I also found my favorite photos aren’t from any of these classic touristy spots. I’m glad I have them, but more as documentation of my being there than the photo itself. My favorites are the photos that feel more like mine, not one-in-a-million photos that everyone has. This is a theme that has come up again and again as I’ve delved deeper into photography. I never regret taking photos at popular spots, nor do I regret seeing them for myself, but you lose some agency photographing these places unless you find a truly unique perspective.

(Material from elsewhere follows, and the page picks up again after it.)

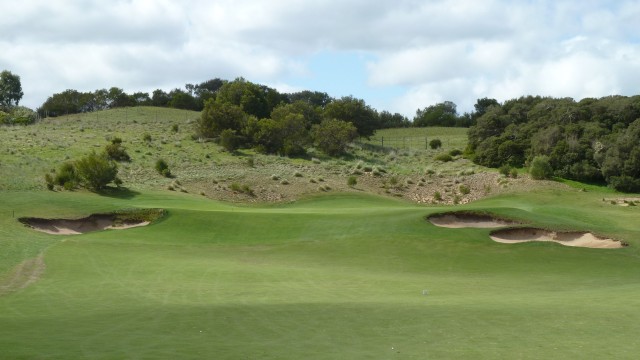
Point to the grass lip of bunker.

The problem I’m finding with this mindset is many of my favorite photos aren’t necessarily my strongest photos. Slightly out of focus shots of us making coffee in the back of the Land Rover, a grainy foggy portrait of Nate enveloped in a sulfur cloud, my morning pepper jack cheese and jelly sandwich from when we were running out of food…all dear to me but not necessarily objectively strong photos. I feel an inherent need to try and make every photo strong, yet I’ve been having trouble separating myself emotionally from photos that make up for objective strength with personal meaning.
These personal photos will always have a place in my heart, but it’s important to me that the goal be to make all my photos as strong as possible. I want my favorite, day-to-day snapshots to still be good. I relate it to the letters and journals of great writers. Although just their personal correspondence, their craft shines through in letters to friends, personal musings and diatribes. That’s the level I seek. It’s the level I’ve grasped in glimpses, such as the photo of my niece I wrote about, but can’t find with any consistency yet.
The journey that never ends. Arguably it’s what makes for the best pursuits in life. But that’s another Rambler to be written.
So where the hell are ya?
Northern New Mexico. The last Rambler went out when I was finishing my time in Durango and heading to Iceland. Since then… well a lot. Southern California, Mt. Whitney, Red Rocks, moonlit nights on the beach, car troubles, family time, just about everything except photos and writing. But I decided to lean into it, there’s a phase for everything and it felt right. Now I’m in a quaint, colorful house that reminds me of my home growing up surrounded by art galleries and trails. I have more time to myself than I’ve had in years and I’m going to lean into that too. Talk soon.